Cut the stems off the chiles. Toss them into a pan and cover them with 1 cup of water. Bring the water to a boil. Once boiling, turn off the heat, and cover the pan. Allow the chiles to sit for 20 minutes to rehydrate. (They can sit longer than 20 minutes because they don't need to be hot when you add them to the blender.) Add the peppers and water to a high-powered blender and process until smooth. Optional, you can strain the peppers if needed to remove any larger pieces of skin.
Meanwhile, trim the roast of any connective tissue and cut it into large 4-inch chunks. Salt and pepper the beef. Heat your Dutch oven to medium-high and sear the beef on all sides.
Once the beef is seared add the remaining ingredients to the pot: the dried pepper mixture, roasted tomatoes, chipotle peppers, bay leaves, cinnamon stick, oregano, cumin, chili powder, cloves, vinegar, beef bouillon, and beef broth.
Stir to combine.
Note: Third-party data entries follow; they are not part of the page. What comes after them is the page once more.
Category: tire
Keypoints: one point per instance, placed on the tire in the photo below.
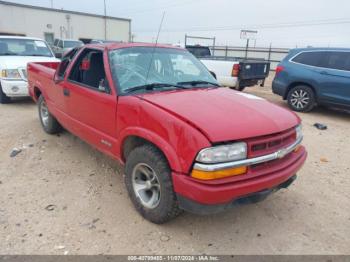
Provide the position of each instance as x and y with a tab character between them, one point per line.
146	173
301	99
4	99
48	121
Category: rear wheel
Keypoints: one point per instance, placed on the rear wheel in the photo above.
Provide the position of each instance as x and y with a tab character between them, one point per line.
48	121
149	184
4	99
301	99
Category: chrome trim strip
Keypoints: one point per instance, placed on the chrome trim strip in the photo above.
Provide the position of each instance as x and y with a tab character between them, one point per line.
248	162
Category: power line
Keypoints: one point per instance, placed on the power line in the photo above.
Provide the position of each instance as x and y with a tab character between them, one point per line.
263	26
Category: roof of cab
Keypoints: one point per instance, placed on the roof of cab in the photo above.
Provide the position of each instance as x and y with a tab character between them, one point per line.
320	49
20	37
112	46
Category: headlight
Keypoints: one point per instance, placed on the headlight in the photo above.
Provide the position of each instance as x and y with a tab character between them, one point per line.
225	153
10	74
299	132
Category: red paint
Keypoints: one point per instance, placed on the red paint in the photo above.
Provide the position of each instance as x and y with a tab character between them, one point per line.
180	123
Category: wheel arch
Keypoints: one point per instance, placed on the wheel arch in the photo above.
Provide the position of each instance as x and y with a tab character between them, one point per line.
299	83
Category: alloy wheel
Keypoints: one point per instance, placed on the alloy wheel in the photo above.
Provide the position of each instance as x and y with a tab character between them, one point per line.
146	185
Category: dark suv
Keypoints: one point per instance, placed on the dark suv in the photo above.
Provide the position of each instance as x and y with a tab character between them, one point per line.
314	76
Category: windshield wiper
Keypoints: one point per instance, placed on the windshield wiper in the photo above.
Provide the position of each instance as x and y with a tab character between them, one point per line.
151	87
197	82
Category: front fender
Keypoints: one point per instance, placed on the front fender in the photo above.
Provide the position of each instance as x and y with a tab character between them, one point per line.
155	139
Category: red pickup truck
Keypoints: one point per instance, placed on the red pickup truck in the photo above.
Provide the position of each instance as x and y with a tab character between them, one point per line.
185	143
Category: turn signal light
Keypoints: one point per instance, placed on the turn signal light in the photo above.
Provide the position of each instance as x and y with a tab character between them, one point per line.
204	175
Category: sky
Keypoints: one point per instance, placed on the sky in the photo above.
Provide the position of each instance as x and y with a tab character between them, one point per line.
281	23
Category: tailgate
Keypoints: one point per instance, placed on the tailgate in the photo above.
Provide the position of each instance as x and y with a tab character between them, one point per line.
254	70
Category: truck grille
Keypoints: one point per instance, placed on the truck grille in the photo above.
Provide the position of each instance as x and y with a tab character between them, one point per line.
270	144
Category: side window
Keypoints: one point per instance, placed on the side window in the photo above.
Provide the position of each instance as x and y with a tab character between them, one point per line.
338	60
65	62
89	71
311	58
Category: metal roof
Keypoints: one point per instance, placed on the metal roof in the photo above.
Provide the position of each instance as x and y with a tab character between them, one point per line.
20	37
63	11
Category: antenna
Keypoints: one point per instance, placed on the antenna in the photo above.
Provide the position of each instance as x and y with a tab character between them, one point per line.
154	48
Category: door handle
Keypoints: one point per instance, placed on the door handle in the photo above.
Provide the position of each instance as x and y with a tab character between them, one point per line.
66	92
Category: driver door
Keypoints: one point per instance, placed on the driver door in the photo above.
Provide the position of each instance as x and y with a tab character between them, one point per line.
92	103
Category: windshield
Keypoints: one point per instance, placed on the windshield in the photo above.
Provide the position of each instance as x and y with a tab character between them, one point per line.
72	44
24	47
166	67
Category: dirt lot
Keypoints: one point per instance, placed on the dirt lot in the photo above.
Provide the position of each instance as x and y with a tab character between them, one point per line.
89	211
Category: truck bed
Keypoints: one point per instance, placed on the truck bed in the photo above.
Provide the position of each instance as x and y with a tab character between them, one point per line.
40	72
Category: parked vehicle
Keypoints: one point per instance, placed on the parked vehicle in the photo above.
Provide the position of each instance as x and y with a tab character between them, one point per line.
314	76
62	46
15	53
232	72
186	144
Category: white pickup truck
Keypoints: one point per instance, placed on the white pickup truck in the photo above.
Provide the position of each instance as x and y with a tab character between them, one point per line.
15	53
232	72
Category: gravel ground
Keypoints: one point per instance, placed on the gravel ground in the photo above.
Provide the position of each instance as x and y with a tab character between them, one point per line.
61	196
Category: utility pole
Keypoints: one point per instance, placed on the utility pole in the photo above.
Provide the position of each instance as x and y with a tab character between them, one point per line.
105	12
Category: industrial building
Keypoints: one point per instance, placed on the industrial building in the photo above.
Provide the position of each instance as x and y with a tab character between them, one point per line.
49	24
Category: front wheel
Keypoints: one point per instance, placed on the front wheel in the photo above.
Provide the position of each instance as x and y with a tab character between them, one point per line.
149	184
48	121
301	99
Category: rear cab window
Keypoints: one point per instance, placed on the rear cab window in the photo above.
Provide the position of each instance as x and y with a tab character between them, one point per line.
311	58
88	71
338	60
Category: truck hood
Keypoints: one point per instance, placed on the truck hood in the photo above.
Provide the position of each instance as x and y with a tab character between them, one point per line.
224	115
14	62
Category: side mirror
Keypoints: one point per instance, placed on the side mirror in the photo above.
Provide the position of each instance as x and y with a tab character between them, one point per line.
56	77
85	65
102	86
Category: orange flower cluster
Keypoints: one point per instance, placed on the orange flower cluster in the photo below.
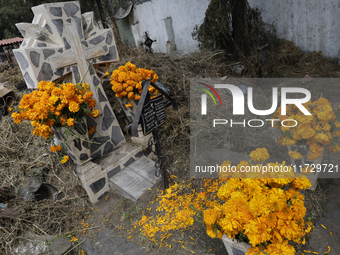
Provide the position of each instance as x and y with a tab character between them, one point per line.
316	130
127	80
55	105
268	213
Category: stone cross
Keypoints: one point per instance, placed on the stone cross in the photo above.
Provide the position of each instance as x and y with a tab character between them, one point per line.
63	45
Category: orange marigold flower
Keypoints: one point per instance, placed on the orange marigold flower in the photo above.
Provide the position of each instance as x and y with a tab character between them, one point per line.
295	155
17	117
64	159
91	130
70	122
94	113
55	148
131	95
259	155
73	106
91	103
129	89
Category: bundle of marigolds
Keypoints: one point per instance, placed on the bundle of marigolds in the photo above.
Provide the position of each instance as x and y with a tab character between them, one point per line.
316	130
55	105
127	80
268	213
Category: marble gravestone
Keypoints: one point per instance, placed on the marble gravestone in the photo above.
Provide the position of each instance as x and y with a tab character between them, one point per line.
63	45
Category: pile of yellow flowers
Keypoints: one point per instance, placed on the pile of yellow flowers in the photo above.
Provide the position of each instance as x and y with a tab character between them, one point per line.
127	80
316	130
268	213
55	105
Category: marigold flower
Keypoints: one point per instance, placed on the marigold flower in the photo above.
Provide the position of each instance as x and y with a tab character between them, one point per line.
17	117
131	95
64	159
295	155
55	148
259	155
94	113
91	130
73	106
70	122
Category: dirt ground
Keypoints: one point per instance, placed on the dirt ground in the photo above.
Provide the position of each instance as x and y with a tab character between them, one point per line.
72	210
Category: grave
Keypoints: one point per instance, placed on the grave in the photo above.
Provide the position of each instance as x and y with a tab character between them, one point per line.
63	45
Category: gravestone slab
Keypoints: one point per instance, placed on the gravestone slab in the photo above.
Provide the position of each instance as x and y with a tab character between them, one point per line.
63	45
135	179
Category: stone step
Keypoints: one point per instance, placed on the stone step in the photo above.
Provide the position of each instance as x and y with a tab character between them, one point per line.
135	179
115	161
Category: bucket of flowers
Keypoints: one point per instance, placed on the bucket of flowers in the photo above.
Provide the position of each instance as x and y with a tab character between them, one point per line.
309	134
127	81
259	215
60	110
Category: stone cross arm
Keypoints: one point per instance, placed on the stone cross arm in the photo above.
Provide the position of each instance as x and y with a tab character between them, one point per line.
57	39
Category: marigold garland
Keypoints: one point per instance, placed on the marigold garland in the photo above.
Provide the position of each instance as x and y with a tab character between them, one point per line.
127	80
55	105
316	130
266	212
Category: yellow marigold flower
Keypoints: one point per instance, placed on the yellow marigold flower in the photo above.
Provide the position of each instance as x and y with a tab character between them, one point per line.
131	95
74	239
322	138
17	117
210	216
91	130
282	248
325	115
70	122
301	183
91	103
129	89
94	113
53	99
64	159
295	155
87	96
334	149
259	155
73	106
55	148
286	141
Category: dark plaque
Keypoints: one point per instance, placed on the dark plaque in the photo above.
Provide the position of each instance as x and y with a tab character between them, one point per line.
237	251
153	115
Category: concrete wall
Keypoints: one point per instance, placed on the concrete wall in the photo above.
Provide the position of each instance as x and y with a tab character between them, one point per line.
151	16
313	25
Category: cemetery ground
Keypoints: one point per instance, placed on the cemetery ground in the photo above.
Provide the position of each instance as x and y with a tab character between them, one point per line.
24	156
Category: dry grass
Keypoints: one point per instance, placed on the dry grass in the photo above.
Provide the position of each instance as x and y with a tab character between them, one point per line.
23	156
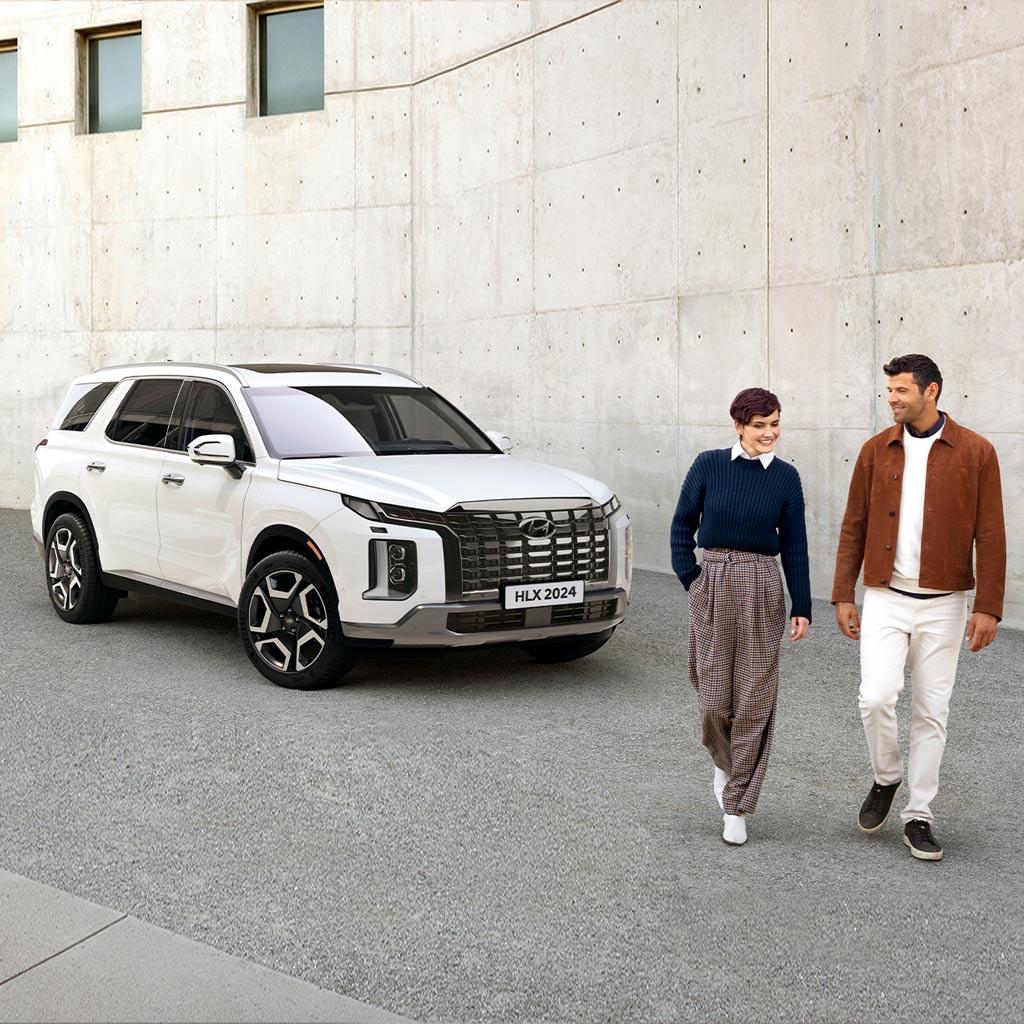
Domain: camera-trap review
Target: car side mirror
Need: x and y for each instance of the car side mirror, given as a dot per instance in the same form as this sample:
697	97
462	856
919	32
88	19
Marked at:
502	440
213	450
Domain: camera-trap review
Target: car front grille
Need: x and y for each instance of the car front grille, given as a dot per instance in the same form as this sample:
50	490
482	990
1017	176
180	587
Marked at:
494	549
495	620
485	622
592	611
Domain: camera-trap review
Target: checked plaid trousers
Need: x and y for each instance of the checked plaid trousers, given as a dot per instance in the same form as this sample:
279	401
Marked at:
737	619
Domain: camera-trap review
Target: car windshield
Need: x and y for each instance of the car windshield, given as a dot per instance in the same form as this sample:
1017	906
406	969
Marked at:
326	422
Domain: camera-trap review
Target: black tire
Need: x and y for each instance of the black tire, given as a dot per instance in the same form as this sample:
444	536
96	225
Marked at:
567	649
290	625
71	565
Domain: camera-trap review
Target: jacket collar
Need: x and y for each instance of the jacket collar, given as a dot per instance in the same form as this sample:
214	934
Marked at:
949	435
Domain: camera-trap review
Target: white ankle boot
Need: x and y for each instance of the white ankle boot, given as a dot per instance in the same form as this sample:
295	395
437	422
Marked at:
734	832
720	779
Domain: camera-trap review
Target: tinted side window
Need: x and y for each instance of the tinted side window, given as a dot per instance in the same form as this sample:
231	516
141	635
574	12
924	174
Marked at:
211	412
84	408
145	414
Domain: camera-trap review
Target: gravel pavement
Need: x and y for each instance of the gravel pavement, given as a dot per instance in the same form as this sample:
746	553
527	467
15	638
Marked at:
481	838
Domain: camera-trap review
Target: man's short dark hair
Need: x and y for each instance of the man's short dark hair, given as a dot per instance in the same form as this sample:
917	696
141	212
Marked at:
753	401
925	371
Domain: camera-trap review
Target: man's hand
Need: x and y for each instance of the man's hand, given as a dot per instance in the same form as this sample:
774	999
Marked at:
847	620
981	630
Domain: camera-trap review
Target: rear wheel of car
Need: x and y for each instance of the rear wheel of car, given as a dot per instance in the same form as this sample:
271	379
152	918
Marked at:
77	592
289	621
567	649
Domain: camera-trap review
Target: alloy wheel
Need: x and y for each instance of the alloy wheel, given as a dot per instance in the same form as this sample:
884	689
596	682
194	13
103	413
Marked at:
65	569
288	621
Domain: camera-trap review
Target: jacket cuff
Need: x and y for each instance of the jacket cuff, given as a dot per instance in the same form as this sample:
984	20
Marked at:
989	609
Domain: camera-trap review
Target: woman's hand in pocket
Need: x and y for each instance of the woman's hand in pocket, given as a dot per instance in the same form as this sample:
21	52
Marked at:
798	627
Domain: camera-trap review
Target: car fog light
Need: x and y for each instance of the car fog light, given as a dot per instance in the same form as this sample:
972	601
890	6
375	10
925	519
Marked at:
391	570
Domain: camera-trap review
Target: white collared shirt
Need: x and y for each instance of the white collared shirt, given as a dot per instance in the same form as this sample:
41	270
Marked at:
765	458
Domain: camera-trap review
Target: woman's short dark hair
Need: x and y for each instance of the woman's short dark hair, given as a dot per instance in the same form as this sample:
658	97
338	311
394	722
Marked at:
753	401
925	371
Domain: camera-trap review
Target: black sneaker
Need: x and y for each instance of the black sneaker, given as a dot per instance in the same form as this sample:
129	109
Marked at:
918	836
875	810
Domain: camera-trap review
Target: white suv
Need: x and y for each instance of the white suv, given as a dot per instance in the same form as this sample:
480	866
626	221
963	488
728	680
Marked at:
329	508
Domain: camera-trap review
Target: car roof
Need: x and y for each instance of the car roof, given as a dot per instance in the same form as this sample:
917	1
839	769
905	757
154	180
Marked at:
261	374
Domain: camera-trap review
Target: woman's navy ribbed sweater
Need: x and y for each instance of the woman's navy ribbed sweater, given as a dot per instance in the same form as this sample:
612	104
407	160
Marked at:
739	504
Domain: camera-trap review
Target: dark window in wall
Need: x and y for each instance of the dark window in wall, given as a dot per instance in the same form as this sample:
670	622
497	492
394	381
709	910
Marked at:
8	92
116	82
291	60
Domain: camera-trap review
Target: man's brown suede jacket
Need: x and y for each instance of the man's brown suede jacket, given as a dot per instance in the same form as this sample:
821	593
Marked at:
963	509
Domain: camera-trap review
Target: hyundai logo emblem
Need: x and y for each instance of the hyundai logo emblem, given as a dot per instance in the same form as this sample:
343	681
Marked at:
537	528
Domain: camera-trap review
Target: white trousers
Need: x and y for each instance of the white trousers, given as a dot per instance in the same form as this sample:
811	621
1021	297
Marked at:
929	633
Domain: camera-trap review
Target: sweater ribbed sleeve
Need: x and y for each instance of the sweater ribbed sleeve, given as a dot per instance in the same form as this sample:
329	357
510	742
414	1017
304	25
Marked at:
740	505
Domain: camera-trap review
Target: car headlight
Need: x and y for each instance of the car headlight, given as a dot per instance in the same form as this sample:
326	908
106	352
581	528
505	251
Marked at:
361	507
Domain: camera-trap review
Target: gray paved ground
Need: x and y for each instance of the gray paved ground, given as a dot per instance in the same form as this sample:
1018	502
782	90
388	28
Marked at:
481	838
64	958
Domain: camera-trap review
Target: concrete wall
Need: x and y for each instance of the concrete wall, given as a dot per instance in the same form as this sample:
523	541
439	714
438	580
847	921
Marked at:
590	224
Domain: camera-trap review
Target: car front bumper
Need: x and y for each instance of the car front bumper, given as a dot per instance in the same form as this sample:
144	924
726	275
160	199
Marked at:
470	624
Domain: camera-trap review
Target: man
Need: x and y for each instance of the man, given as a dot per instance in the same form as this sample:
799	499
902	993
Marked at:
924	494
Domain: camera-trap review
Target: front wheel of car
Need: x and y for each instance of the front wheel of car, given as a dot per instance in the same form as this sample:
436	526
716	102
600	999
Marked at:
567	649
290	624
77	592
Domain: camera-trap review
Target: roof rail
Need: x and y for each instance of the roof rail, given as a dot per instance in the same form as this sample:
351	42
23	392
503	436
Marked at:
374	366
175	365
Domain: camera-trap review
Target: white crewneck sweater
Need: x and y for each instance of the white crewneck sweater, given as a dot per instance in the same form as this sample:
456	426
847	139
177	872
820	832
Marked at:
906	566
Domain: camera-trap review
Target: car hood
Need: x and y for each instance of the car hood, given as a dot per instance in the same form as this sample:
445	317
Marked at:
436	482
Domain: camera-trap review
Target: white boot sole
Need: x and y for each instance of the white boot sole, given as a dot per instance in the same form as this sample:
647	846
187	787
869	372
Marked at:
919	854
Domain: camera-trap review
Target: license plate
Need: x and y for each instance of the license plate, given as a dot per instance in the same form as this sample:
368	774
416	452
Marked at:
537	595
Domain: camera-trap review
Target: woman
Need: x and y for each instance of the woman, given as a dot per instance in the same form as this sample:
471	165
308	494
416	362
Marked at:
749	507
Cover the Dutch oven and cook on low for 3 to 4 hours or until tender. Stir once each hour.
I like to cook the birria a day ahead of when I plan to serve it. At this point I refrigerate the birria until I'm ready to serve. When I'm ready to serve it I skim the fat off the top, shred it using two forks, and reserve it - If you're making tacos with the birria, you can use the reserved fat to cook the tacos. After you skim the fat off, heat the beef.
For Tacos
You can use beef birria over rice, in tacos, quesadillas, or nachos. It's very versatile. You can top any of these with pico, avocado, salsa verde, sour cream, and cheese.
Shred your meat. To warm the tortillas. (This makes them pliable and soft.) wrap them up in damp paper towels and microwave for 30 seconds. Add 1 to 2 tablespoons of the reserved fat to a skillet. Heat on medium-high. Fill a tortilla with birria meat, onions, cilantro, and cheese. Fry the taco for 2-3 minutes per side. Serve hot.